現実世界の明暗コントラストをそのまま再現するには、普段目にする標準的(SDR:Standard Dynamic Range)な映像や写真で表現できる限界を超えたHDR(High Dynamic Range)が必要だ。研究グループは、人間の感性に合わせて自然でリアルな描写を保ったままHDRで撮影された画像をSDRに変換する新たな方法を開発し、変換後の写真を被験者に見せることで、それぞれの写真が日中のどの時刻に撮影されたと感じるのか調べた。
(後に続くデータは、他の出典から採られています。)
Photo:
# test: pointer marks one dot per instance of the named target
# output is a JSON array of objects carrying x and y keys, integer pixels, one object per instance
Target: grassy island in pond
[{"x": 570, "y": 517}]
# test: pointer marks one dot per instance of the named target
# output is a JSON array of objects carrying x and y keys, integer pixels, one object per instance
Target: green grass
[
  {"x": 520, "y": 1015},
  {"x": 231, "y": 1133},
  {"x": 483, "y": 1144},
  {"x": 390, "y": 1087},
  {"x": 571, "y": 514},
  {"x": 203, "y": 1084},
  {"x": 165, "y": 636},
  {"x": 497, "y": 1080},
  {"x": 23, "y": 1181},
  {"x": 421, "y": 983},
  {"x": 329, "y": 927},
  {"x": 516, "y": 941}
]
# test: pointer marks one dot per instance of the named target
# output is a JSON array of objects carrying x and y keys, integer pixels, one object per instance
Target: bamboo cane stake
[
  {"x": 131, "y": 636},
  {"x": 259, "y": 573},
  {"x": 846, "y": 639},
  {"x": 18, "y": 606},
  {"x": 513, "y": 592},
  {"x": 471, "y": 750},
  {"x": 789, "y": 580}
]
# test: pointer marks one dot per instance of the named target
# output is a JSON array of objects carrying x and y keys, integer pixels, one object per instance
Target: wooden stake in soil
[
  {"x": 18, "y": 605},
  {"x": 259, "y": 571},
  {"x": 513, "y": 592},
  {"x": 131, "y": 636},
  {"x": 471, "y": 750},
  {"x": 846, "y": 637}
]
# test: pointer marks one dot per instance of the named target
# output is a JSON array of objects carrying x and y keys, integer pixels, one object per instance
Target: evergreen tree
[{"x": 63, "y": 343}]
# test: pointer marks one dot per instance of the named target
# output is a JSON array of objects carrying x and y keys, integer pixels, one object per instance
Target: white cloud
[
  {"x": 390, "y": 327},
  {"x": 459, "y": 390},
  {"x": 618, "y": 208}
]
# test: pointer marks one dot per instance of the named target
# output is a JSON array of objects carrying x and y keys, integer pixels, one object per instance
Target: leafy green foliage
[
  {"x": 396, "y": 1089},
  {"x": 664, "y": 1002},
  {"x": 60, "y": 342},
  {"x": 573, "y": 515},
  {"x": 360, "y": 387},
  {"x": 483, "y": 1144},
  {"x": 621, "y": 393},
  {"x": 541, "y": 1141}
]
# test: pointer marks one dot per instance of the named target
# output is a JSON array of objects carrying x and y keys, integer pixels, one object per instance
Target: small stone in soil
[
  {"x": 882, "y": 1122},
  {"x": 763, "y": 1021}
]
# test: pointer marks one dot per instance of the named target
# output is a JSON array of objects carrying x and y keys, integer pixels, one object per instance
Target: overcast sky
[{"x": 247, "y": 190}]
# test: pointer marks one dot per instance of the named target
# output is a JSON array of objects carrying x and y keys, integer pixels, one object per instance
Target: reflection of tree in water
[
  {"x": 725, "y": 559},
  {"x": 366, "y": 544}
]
朝型は「メリハリのある写真」を、夜型は「全体に明るく白っぽい写真」を朝と感じる

その結果、同じ風景でも朝型の人はメリハリのある写真(コントラストを上げ、輝度を下げた写真)を朝と感じるのに対して、夜型の人は全体に明るく白っぽい写真(輝度を上げ、コントラストを下げた写真)を朝だと感じることがわかった。なお、夜型には早朝に起床してもそのまま室内で過ごす人も含まれる(本人は朝型と意識されているがことが多い)。
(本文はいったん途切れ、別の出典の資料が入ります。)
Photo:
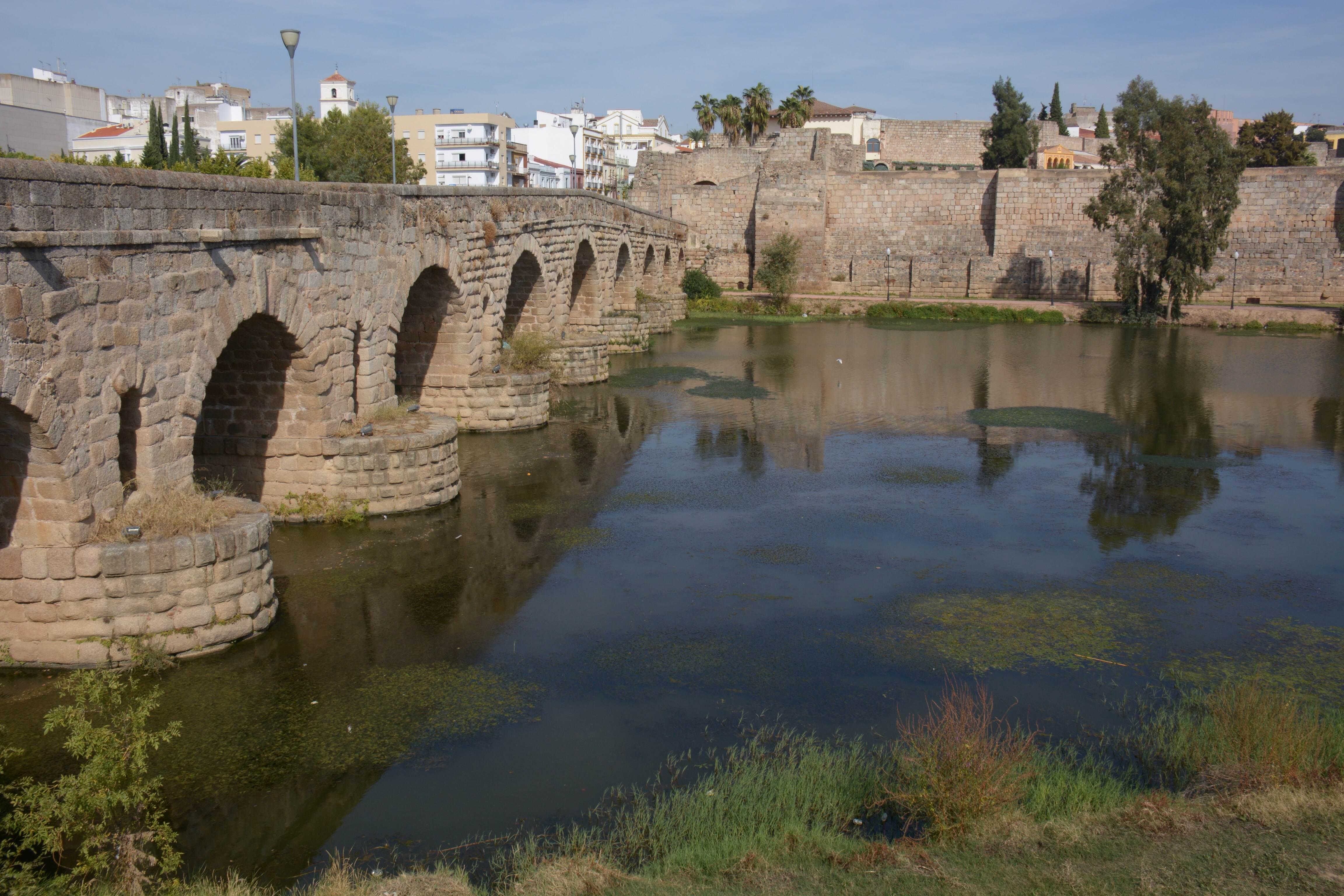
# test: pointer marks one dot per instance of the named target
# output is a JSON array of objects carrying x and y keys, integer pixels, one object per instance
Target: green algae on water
[
  {"x": 1284, "y": 652},
  {"x": 581, "y": 536},
  {"x": 729, "y": 387},
  {"x": 651, "y": 377},
  {"x": 921, "y": 476},
  {"x": 777, "y": 554},
  {"x": 1051, "y": 418},
  {"x": 982, "y": 632}
]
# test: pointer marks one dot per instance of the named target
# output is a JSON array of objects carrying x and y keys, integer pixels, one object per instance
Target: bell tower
[{"x": 337, "y": 92}]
脳内の一次視覚野に入る前段階に制御機構が存在する可能性

月明かりの夜では、人は身の安全を図るため、暗いところも視認できるよう視覚の感度とダイナミックレンジをともに上げ、コントラストを下げて見ているとされている。夜型の人は夜の状態を残してコントラストを下げたまま午前を迎え、午後はコントラストを少し高めた状態で外界を見るのに対して、朝型の人は朝、日光を浴びることで暗く不必要な情報を目に入いれない、メリハリのある見え方に切り替え、午後になると再び、夜に備えて徐々にコントラストを下げていくことがわかった。

また、一定条件下では目を動かしても明るさの感覚が変化しないことから、この制御機構は脳内の一次視覚野に入る前段階に存在する可能性が高いことも明らかになった。
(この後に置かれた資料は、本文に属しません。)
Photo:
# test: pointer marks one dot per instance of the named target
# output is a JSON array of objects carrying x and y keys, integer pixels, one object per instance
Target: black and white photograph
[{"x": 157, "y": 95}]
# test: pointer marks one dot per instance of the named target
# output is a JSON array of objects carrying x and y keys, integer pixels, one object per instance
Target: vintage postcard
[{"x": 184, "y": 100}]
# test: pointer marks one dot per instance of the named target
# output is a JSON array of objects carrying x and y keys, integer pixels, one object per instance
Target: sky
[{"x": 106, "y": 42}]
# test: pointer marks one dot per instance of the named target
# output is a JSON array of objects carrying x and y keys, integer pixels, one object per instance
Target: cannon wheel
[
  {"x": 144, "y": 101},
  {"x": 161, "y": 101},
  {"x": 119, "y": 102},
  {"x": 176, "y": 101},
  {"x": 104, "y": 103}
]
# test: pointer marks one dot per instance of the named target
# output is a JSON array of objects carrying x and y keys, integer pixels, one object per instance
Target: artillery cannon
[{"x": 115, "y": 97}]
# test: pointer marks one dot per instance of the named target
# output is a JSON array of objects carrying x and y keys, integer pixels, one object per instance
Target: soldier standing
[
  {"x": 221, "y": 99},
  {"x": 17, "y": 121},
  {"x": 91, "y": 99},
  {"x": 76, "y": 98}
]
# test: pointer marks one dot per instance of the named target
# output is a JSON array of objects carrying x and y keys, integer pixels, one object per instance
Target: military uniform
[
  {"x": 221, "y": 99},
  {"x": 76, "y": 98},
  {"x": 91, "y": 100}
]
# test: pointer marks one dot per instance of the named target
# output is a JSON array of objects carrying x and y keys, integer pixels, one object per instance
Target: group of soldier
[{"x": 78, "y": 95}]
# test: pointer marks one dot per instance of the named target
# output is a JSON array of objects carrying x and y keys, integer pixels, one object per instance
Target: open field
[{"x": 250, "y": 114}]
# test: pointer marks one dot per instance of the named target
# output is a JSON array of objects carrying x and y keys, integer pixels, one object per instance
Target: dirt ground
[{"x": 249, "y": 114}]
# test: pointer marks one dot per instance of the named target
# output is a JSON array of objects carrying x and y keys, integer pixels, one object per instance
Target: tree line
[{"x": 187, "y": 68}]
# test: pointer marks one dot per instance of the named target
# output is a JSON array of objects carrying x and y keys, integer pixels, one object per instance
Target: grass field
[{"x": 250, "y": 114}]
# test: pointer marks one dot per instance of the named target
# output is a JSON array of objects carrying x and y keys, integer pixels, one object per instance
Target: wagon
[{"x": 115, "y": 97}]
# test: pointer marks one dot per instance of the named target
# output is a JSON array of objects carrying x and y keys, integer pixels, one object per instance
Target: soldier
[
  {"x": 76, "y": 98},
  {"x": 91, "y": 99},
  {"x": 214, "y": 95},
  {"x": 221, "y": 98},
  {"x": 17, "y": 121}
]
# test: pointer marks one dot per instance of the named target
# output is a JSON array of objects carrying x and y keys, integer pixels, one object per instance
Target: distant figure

概日リズムが視覚に与える影響の総合的な解明と応用に向けた学際的研究に期待

「今朝は桜の花が青空に映えてとても清々しいですね、と当たり前のように交わされていた会話も実は人によって朝の感じ方が大きく異なることを示唆している。コントラストを自動的に変えることで、それぞれの人にあった朝の見え方を表示する次世代ディスプレイの開発に応用できるものとして期待される。また、概日リズムが視覚に与える影響の総合的な解明と応用には医学・生物学・照明学・建築学などの学際的研究が待たれる」と、研究グループは述べている。